CLEVELAND — Veganism is growing in popularity. According to the Good Food Institute, "plant-based food sales in 2020 grew two times faster than overall food sales."


What You Need To Know

  • Chaundrea Simmons owns Shea Restaurant LLC, which is a relatively new business

  • She planned to open a physical restaurant last year, but that didn’t end up happening because of the pandemic

  • Despite the challenges, Simmons believes it was a blessing in disguise

One Cleveland native is bringing the lifestyle to her hometown as a personal chef.

“Il faut chercher pour la paix pendant le processus," is written on a chalkboard hanging up in Chaundrea Simmons' kitchen. "It means that one must search for peace during the process," she said.
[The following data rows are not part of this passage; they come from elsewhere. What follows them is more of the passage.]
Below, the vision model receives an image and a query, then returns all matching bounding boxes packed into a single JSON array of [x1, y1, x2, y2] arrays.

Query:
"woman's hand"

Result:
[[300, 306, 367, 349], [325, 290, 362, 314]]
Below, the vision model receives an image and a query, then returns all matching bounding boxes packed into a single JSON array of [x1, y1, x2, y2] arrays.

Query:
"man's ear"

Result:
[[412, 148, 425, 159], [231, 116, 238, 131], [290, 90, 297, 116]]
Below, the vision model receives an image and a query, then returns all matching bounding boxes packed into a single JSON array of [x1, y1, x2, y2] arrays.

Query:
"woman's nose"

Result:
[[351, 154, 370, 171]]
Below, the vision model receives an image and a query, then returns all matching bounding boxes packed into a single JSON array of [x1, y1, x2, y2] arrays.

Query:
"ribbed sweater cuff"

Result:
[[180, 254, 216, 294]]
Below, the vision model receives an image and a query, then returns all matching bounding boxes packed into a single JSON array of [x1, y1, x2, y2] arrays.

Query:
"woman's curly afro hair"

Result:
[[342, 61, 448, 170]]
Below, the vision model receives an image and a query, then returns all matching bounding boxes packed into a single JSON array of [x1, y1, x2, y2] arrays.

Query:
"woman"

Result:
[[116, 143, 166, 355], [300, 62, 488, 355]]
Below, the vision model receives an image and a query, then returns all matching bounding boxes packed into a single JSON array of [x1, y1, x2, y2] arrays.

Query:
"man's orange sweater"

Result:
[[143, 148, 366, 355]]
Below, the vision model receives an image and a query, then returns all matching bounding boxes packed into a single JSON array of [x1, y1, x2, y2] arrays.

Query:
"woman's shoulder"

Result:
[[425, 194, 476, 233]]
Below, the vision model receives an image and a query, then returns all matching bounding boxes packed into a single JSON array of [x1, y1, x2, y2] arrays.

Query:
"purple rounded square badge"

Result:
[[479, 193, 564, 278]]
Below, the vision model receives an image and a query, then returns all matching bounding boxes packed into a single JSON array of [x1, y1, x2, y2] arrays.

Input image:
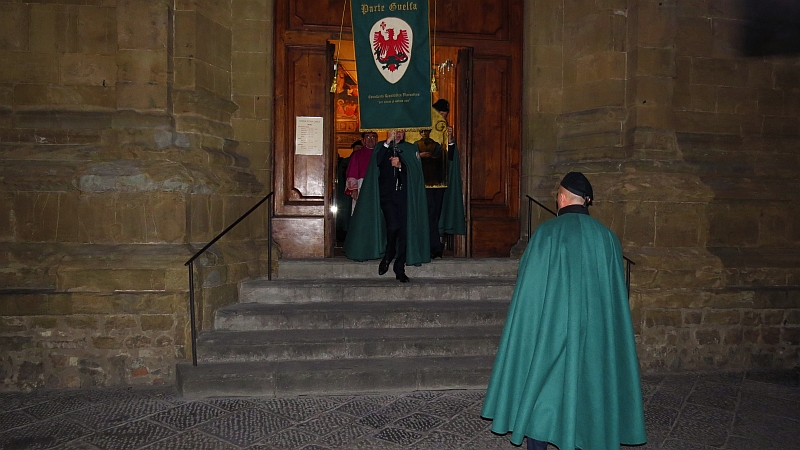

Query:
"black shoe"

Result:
[[378, 259, 390, 275]]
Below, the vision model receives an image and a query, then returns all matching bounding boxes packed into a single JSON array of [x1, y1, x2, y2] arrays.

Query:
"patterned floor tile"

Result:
[[143, 430, 239, 450], [22, 394, 92, 420], [419, 395, 473, 418], [375, 427, 422, 445], [392, 413, 444, 433], [83, 420, 174, 450], [200, 408, 292, 447], [296, 411, 355, 436], [336, 398, 381, 417], [439, 413, 492, 437], [0, 411, 36, 433], [150, 402, 228, 431], [316, 423, 374, 448], [253, 397, 339, 422], [0, 417, 92, 450], [411, 430, 472, 450], [739, 393, 800, 420], [249, 428, 317, 450], [69, 398, 170, 430], [356, 412, 397, 429]]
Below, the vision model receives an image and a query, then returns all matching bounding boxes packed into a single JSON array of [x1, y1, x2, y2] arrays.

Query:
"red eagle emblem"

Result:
[[372, 23, 409, 72]]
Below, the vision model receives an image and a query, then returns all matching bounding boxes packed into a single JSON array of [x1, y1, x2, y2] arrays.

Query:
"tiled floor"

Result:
[[0, 371, 800, 450]]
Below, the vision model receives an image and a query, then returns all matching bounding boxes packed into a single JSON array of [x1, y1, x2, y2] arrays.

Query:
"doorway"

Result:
[[326, 41, 471, 257]]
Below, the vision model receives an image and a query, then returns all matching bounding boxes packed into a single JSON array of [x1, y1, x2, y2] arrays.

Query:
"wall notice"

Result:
[[294, 116, 323, 155]]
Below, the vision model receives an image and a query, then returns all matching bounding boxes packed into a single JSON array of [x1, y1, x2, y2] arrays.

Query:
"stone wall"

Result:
[[0, 0, 272, 390], [519, 0, 800, 370]]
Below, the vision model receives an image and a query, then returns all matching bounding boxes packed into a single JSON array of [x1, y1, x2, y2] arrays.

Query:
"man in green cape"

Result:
[[344, 130, 431, 282], [481, 172, 647, 450], [432, 98, 467, 239]]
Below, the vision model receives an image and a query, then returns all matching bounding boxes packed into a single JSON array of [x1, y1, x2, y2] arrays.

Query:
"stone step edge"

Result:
[[175, 356, 494, 398], [197, 323, 503, 347]]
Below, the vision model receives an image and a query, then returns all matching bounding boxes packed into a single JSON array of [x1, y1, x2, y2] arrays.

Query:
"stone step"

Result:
[[197, 324, 503, 362], [277, 258, 519, 280], [214, 298, 510, 331], [239, 273, 516, 304], [176, 355, 494, 398]]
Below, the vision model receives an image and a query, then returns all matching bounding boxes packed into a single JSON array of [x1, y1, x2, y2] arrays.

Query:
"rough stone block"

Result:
[[231, 72, 269, 96], [231, 0, 272, 20], [703, 310, 742, 325], [722, 327, 744, 345], [622, 202, 656, 247], [717, 86, 758, 115], [13, 192, 59, 242], [563, 80, 625, 112], [694, 329, 720, 345], [77, 5, 117, 55], [712, 18, 743, 59], [57, 269, 164, 292], [580, 52, 626, 85], [758, 89, 785, 116], [781, 327, 800, 345], [139, 314, 175, 331], [683, 311, 703, 325], [117, 0, 169, 50], [675, 111, 742, 135], [116, 82, 167, 110], [764, 310, 783, 325], [655, 203, 706, 248], [231, 119, 269, 142], [644, 309, 683, 328], [194, 14, 231, 68], [692, 58, 750, 87], [761, 116, 800, 137], [64, 314, 98, 330], [60, 53, 117, 86], [104, 315, 139, 333], [92, 336, 123, 350], [30, 316, 58, 329], [689, 85, 717, 112], [117, 50, 167, 84], [675, 16, 714, 58], [0, 3, 31, 51], [759, 327, 781, 345], [0, 51, 58, 84], [747, 60, 775, 90], [231, 18, 271, 52]]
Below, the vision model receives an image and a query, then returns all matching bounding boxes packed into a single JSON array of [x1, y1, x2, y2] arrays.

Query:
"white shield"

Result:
[[369, 17, 414, 84]]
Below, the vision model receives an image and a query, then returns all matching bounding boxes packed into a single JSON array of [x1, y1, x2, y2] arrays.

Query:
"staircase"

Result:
[[177, 259, 518, 397]]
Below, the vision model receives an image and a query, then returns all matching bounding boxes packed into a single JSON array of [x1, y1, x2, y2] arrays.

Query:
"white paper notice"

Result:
[[294, 116, 322, 155]]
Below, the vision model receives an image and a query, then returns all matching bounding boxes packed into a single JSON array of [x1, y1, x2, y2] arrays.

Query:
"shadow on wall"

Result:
[[741, 0, 800, 57]]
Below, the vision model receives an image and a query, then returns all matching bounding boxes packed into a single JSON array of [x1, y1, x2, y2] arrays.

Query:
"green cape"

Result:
[[481, 214, 647, 450], [439, 145, 467, 235], [343, 142, 431, 266]]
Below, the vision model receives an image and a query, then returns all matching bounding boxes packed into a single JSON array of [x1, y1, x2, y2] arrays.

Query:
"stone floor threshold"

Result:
[[0, 370, 800, 450]]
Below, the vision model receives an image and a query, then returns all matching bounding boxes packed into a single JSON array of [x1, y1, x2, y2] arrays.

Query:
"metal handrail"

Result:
[[525, 195, 636, 296], [184, 192, 275, 366]]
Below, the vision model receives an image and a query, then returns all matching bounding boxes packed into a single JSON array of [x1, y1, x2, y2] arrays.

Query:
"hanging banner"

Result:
[[350, 0, 431, 131]]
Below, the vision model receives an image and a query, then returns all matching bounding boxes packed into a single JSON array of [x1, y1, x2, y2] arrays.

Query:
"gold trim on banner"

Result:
[[331, 0, 347, 94]]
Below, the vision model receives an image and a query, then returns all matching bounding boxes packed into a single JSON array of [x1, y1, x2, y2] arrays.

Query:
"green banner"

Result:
[[350, 0, 431, 131]]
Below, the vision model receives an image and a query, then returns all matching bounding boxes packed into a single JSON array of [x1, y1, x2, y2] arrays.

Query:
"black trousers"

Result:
[[425, 188, 444, 254], [381, 191, 408, 275]]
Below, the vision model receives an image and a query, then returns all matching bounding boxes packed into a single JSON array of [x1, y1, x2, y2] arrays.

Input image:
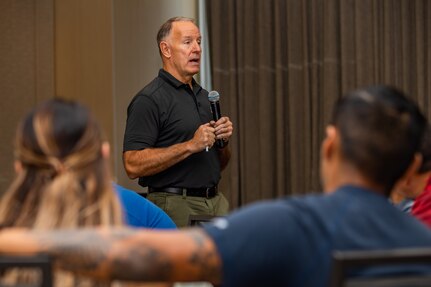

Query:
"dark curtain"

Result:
[[206, 0, 431, 208]]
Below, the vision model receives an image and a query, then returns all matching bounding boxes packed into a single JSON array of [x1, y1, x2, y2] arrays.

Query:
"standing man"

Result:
[[123, 17, 233, 227]]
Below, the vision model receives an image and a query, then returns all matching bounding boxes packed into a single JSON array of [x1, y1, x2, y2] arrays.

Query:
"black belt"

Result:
[[148, 185, 217, 198]]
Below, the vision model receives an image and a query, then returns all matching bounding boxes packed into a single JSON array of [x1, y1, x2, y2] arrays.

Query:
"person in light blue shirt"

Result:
[[114, 183, 177, 229]]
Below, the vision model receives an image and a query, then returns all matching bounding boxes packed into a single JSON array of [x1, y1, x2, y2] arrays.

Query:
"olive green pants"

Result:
[[147, 192, 229, 227]]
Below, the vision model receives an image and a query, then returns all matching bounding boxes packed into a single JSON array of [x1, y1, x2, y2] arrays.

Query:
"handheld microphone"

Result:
[[208, 91, 225, 148]]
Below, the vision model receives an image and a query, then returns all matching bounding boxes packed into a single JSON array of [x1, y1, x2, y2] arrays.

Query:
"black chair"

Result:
[[0, 254, 53, 287], [331, 248, 431, 287], [187, 214, 219, 226]]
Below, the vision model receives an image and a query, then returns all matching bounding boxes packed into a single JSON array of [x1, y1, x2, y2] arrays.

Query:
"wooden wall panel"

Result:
[[55, 0, 113, 153], [0, 0, 54, 196]]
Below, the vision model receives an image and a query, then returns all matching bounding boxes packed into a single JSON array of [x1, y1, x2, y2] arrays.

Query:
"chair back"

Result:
[[0, 254, 53, 287]]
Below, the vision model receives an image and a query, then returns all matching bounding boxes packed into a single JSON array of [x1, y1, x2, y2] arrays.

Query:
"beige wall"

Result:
[[0, 0, 197, 196], [0, 0, 54, 193]]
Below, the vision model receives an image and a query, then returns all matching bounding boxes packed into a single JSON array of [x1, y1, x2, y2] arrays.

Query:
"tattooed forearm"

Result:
[[189, 229, 221, 283], [0, 228, 221, 283]]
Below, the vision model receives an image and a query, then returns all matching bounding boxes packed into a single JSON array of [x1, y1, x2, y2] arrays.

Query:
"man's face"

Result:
[[167, 21, 202, 80]]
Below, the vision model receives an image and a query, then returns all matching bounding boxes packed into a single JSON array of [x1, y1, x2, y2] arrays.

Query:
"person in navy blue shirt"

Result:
[[114, 184, 176, 229], [0, 86, 431, 287]]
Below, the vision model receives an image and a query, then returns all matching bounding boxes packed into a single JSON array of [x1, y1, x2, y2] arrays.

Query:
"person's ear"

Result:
[[322, 125, 338, 162], [401, 153, 423, 183], [160, 41, 171, 59], [102, 142, 111, 159], [13, 160, 23, 173]]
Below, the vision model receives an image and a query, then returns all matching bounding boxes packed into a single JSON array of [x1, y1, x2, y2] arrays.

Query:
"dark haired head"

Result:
[[418, 126, 431, 173], [157, 17, 195, 54], [332, 86, 427, 194]]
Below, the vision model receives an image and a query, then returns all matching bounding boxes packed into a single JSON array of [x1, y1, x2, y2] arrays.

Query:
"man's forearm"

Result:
[[0, 228, 221, 283]]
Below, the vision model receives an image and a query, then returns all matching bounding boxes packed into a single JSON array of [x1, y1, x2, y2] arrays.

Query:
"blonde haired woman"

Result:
[[0, 99, 174, 287]]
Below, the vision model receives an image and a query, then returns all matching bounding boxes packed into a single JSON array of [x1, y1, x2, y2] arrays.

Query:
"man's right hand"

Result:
[[190, 123, 215, 153]]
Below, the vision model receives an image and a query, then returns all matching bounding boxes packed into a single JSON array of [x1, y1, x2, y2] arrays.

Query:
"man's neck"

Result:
[[324, 162, 385, 194], [163, 65, 193, 89]]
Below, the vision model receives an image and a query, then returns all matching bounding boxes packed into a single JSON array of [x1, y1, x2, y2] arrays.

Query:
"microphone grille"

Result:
[[208, 91, 220, 102]]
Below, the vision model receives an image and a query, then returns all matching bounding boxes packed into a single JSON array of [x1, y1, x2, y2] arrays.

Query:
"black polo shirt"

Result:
[[123, 69, 220, 188]]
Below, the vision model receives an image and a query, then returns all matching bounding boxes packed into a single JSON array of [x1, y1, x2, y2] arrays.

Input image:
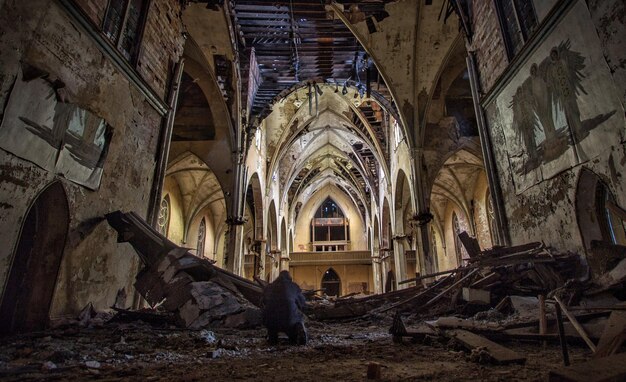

The kitchen is where Simmons feels most at peace.

“It’s my safe spot," she said. "When I wrote that I was going through a time where I just felt as though I wasn’t as optimistic and that I wasn’t as hopeful. So, I wrote that because I had to search for peace and it was just in my kitchen, it was just a reminder.”

Simmons is a vegan personal chef in Cleveland. She owns Shea Restaurant LLC, which is a relatively new business.

“This is what I’m supposed to be doing," she said.

She made homemade strawberry hand pies for a photoshoot when Spectrum News was there for the interview.

“It’s part of my unwind time," she said.

Creating vegan food from scratch is her specialty.

“Being a part of the entire process is my favorite thing to do," said Simmons.

Simmons has been a vegetarian since high school and became a vegan after college.

“It would be hard to find those things, so I would just make my own food," she said.

She loves how meals have a way of connecting people and Simmons wants to cultivate a community in her hometown.

“I want to have a restaurant that people come to that the servers know their name. That when I see them pulling into the parking lot or pulling in front of the building, I’m already working on the things that they like to eat," said Simmons.

She planned to open a physical restaurant last year, but that didn’t end up happening. COVID-19 certainly changed things, which is actually a blessing in disguise if you ask her.

“I’m just looking at it as a way that I was able to reach more people and gain a larger audience because I switched to personal cheffing," she said.

Simmons feels she found her purpose as a chef, but it wasn’t a straight line to get there.

“I would cook for people, but I never thought of it as a career ever," she said.

She said she was fired from a few corporate jobs.

“I was being told what to do, but with food I can tell food what to do," said Simmons.

And that’s when she decided her passion should also be her paycheck.

“I started to cook more and more and then I started to cook for people. People started to ask me to cater things for them and cook for them and do meal preps and things like that. So, it just kind of turned into something beautiful," she said.

Annette of AMQ Media is her food photographer. They met at church.

“We kind of turned our likes, our interests into businesses kind of around the same time," said Simmons.

For Simmons things have really come full circle, and her story isn’t over yet. Simmons' goal of opening a restaurant in Cleveland is still on the horizon.

“Things in my life that might have seemed as though they were taken me off my path actually helped me to become who I am today," she said.